Clinical evidence indicates that fat is inversely proportional to bone mass in elderly obese women. However, it remains unclear whether
obesity accelerates bone loss. In this report we present evidence that increased visceral fat leads to
inflammation and subsequent bone loss in 12-month-old C57BL/6J mice that were fed 10%
corn oil (CO)-based diet and a control lab chow (LC) for 6 months. As expected from our previous work, CO-fed mice demonstrated increased visceral fat and enhanced total body fat mass compared to LC. The adipocyte-specific PPARγ and bone marrow (BM) adiposity were increased in CO-fed mice. In correlation with those modifications, inflammatory
cytokines (IL-1β, IL-6, TNF-α) were significantly elevated in CO-fed mice compared to LC-fed mice. This inflammatory BM microenvironment resulted in increased
superoxide production in osteoclasts and undifferentiated BM cells.
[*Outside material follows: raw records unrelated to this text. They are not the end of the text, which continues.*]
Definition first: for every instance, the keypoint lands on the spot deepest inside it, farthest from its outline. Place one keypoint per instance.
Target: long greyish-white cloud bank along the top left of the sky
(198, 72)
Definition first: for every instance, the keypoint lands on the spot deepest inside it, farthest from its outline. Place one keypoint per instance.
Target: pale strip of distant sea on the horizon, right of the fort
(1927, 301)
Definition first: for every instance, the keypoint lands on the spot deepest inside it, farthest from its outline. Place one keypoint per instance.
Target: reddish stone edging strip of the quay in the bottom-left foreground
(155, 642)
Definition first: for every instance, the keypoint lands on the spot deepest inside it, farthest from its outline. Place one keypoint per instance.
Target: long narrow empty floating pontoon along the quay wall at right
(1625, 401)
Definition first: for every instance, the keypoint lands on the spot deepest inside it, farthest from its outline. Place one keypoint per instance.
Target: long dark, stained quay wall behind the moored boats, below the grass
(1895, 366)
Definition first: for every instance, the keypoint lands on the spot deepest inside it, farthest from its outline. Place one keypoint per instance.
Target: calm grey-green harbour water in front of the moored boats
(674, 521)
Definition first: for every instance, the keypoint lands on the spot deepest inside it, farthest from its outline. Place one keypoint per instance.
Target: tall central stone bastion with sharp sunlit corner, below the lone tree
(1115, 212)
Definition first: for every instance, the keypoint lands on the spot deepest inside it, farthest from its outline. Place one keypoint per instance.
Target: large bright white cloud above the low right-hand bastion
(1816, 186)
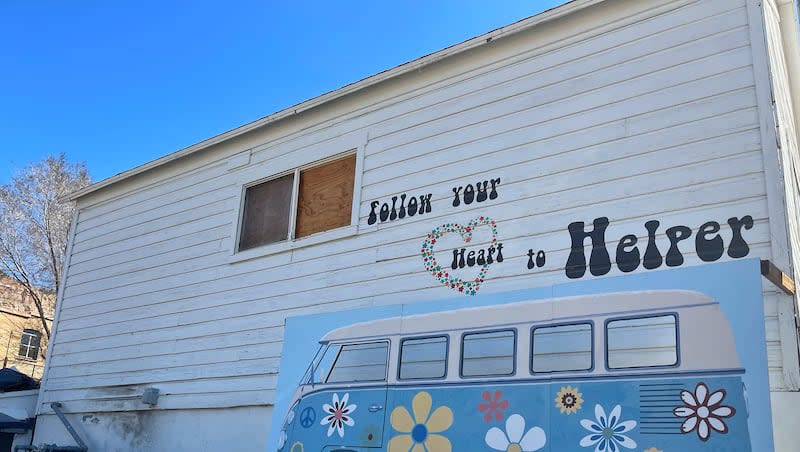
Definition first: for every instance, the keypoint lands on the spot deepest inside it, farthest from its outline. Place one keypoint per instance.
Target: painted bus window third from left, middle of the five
(486, 354)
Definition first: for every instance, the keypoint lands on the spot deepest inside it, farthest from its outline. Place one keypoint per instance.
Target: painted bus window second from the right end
(562, 348)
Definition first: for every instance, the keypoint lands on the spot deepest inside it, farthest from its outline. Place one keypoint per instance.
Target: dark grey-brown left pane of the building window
(266, 212)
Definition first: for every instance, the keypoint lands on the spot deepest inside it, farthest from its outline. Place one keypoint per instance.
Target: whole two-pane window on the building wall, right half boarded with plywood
(295, 205)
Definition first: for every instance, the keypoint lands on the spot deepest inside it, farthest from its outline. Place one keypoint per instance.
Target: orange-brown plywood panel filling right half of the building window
(326, 196)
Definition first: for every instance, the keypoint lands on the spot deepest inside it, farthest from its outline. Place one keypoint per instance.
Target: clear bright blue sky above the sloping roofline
(119, 83)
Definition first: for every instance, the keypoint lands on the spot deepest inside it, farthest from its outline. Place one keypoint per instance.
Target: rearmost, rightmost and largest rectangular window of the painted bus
(642, 342)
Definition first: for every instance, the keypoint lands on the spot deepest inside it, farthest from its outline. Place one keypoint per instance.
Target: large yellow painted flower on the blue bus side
(419, 434)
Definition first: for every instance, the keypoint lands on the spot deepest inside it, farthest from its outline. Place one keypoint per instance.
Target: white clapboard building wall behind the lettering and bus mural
(635, 110)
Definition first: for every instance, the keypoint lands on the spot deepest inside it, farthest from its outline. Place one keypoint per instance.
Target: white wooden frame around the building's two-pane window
(250, 175)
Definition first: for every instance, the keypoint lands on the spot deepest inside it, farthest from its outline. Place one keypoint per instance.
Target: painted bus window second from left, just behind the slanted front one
(423, 358)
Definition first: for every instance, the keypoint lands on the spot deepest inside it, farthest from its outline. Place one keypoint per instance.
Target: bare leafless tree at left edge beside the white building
(34, 225)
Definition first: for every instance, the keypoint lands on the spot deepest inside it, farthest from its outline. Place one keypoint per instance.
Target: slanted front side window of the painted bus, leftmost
(357, 362)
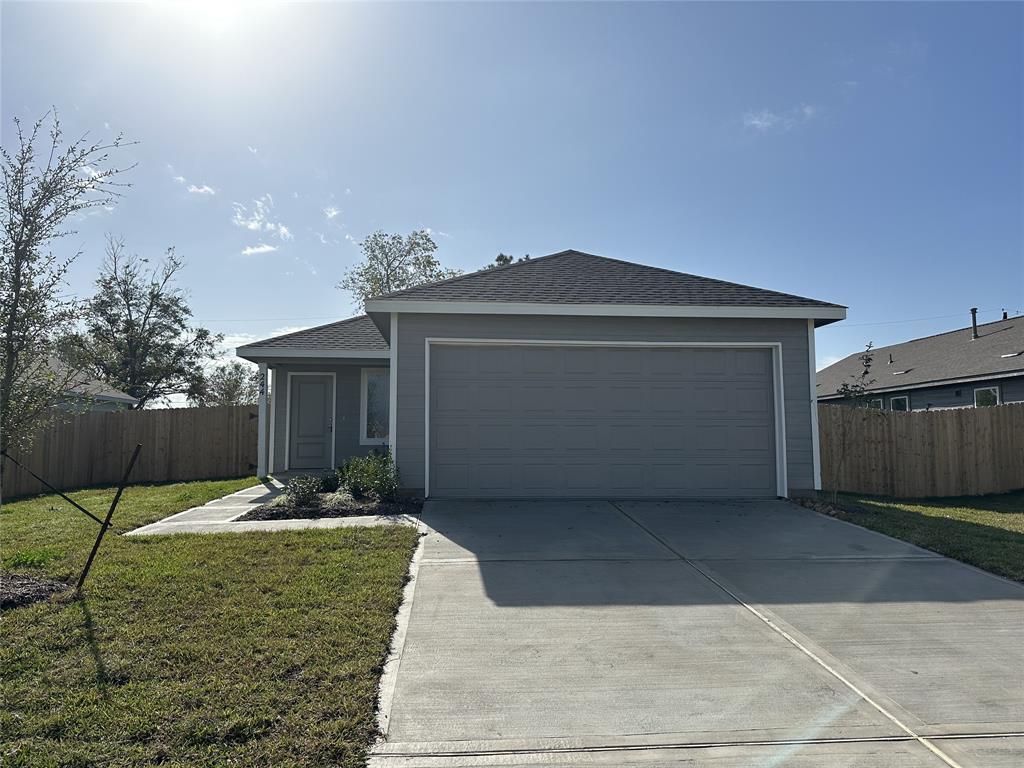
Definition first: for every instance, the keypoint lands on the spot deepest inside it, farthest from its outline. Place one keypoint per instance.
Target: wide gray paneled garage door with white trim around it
(588, 421)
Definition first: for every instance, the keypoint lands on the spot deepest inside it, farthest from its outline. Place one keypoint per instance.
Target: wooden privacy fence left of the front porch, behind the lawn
(92, 449)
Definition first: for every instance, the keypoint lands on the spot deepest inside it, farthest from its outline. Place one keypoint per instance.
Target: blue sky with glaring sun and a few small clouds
(871, 155)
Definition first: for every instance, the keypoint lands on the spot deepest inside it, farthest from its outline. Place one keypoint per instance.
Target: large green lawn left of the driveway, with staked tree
(242, 650)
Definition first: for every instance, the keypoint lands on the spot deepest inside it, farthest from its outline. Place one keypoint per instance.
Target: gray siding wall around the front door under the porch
(347, 429)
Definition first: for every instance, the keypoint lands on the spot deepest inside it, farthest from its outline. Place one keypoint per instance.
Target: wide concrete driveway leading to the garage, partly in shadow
(697, 633)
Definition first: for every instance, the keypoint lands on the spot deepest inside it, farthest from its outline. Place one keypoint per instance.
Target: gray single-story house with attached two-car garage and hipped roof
(565, 376)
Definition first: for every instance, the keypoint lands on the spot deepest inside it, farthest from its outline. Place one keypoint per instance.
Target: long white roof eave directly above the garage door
(822, 315)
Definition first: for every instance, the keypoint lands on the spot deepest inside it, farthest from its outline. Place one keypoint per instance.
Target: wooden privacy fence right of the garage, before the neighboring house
(962, 452)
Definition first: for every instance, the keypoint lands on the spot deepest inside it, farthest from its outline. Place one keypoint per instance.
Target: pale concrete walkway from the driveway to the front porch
(221, 517)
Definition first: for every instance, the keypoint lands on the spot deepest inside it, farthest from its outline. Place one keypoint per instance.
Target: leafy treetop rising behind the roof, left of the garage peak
(394, 263)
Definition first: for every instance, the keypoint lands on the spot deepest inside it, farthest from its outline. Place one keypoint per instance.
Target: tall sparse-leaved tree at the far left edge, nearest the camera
(45, 182)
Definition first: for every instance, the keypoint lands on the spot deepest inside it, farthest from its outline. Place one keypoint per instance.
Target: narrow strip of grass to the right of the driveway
(984, 531)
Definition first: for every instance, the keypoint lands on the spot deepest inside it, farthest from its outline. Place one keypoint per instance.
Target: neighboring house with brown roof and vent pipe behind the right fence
(967, 368)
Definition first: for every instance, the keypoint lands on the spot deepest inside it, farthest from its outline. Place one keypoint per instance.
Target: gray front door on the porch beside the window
(311, 415)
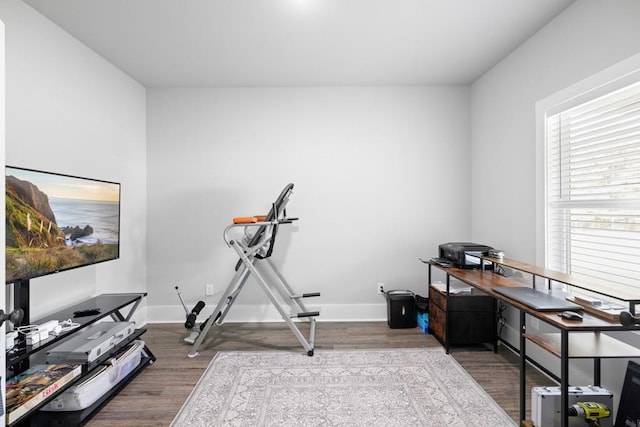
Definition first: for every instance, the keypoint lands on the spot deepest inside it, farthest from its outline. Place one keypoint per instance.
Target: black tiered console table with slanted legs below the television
(118, 307)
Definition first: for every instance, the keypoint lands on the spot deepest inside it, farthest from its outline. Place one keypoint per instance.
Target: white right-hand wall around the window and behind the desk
(585, 39)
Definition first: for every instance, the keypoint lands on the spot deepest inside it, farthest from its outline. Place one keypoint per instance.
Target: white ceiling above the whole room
(201, 43)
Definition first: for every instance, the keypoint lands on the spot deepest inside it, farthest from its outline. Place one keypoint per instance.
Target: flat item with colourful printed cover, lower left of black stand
(28, 389)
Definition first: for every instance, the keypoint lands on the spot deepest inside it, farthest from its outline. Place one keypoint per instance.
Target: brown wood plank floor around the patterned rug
(154, 397)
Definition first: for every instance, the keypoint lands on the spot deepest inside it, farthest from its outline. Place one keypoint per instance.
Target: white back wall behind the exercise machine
(381, 177)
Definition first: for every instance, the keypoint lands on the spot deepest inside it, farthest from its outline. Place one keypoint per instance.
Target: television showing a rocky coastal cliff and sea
(57, 222)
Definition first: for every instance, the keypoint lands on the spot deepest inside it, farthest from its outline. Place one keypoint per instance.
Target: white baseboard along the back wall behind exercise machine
(268, 313)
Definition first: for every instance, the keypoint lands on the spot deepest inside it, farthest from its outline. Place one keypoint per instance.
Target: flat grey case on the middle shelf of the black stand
(90, 343)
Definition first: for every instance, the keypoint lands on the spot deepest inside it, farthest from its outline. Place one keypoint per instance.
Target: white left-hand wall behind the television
(70, 111)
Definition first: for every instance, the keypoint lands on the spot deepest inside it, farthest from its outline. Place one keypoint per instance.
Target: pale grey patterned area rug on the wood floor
(405, 387)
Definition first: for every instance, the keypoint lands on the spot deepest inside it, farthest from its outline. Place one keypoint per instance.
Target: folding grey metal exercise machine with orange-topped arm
(254, 248)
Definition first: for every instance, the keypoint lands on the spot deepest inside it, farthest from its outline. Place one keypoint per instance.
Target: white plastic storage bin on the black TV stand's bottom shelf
(89, 390)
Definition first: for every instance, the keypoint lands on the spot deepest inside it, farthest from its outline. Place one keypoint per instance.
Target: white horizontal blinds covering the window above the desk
(593, 188)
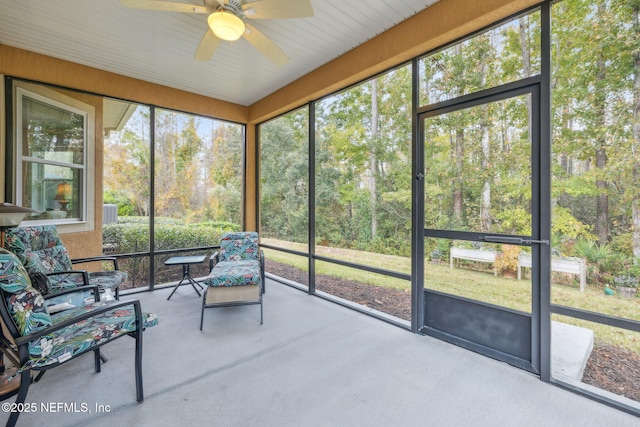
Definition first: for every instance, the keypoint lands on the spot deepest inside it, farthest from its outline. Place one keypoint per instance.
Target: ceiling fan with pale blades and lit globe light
(228, 21)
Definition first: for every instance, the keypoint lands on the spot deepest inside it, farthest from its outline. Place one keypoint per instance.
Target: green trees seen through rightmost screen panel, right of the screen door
(592, 92)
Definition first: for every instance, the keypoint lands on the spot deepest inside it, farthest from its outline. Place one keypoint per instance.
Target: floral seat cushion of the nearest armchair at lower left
(85, 335)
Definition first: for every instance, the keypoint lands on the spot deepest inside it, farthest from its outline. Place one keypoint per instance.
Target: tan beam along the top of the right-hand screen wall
(439, 24)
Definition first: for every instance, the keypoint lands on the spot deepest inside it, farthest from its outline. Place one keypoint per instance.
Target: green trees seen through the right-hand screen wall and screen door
(477, 160)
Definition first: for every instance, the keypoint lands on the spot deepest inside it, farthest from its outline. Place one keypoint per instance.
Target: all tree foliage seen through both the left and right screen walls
(478, 160)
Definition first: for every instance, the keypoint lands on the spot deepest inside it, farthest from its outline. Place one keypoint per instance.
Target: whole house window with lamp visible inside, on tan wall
(54, 141)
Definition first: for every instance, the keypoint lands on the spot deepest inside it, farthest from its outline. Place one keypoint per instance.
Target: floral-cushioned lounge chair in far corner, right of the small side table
(236, 273)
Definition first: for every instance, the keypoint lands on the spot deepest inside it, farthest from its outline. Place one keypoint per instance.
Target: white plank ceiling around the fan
(159, 46)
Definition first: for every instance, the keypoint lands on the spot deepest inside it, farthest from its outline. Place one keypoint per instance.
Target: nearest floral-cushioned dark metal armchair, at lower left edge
(35, 340)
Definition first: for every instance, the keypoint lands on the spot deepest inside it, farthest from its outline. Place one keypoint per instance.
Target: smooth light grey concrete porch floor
(312, 363)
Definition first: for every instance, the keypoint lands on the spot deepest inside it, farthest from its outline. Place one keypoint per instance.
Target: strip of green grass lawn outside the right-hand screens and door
(477, 285)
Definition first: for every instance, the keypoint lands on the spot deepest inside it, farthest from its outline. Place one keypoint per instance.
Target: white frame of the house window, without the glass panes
(87, 192)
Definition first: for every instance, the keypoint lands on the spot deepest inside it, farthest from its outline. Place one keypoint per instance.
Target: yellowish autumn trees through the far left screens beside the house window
(198, 167)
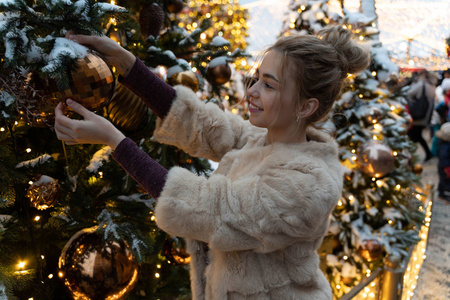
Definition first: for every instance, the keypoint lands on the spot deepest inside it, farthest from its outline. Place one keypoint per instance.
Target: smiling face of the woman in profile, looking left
(270, 103)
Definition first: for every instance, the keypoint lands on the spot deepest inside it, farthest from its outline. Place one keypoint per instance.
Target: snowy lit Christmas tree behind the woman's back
(378, 217)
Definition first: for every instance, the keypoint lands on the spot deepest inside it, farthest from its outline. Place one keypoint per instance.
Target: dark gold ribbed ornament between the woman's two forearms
(126, 110)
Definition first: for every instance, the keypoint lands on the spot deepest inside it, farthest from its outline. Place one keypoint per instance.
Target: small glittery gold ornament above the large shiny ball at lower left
(44, 192)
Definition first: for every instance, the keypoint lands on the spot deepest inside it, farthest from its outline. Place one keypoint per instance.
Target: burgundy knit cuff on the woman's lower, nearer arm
(145, 170)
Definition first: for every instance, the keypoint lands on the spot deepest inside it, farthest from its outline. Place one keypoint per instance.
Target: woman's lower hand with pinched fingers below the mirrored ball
(94, 129)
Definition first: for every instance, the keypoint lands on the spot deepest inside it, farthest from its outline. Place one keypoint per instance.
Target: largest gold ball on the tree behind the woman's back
(375, 159)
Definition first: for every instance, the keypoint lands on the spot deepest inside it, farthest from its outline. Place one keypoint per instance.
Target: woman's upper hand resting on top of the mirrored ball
(112, 52)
In CO-fed mice, the increased number of osteoclasts per trabecular bone length and the increased osteoclastogenesis assessed ex-vivo suggest that CO diet induces
bone resorption. Additionally, the up-regulation of osteoclast-specific
cathepsin k and RANKL expression and down-regulation of osteoblast-specific RUNX2/Cbfa1 supports this
bone resorption in CO-fed mice. Also, CO-fed mice exhibited lower trabecular bone volume in the distal femoral metaphysis and had reduced OPG expression. Collectively, our results suggest that increased
bone resorption in mice fed a CO-enriched diet is possibly due to increased
inflammation mediated by the accumulation of adipocytes in the BM microenvironment. This
inflammation may consequently increase osteoclastogenesis, while reducing osteoblast development in CO-fed mice.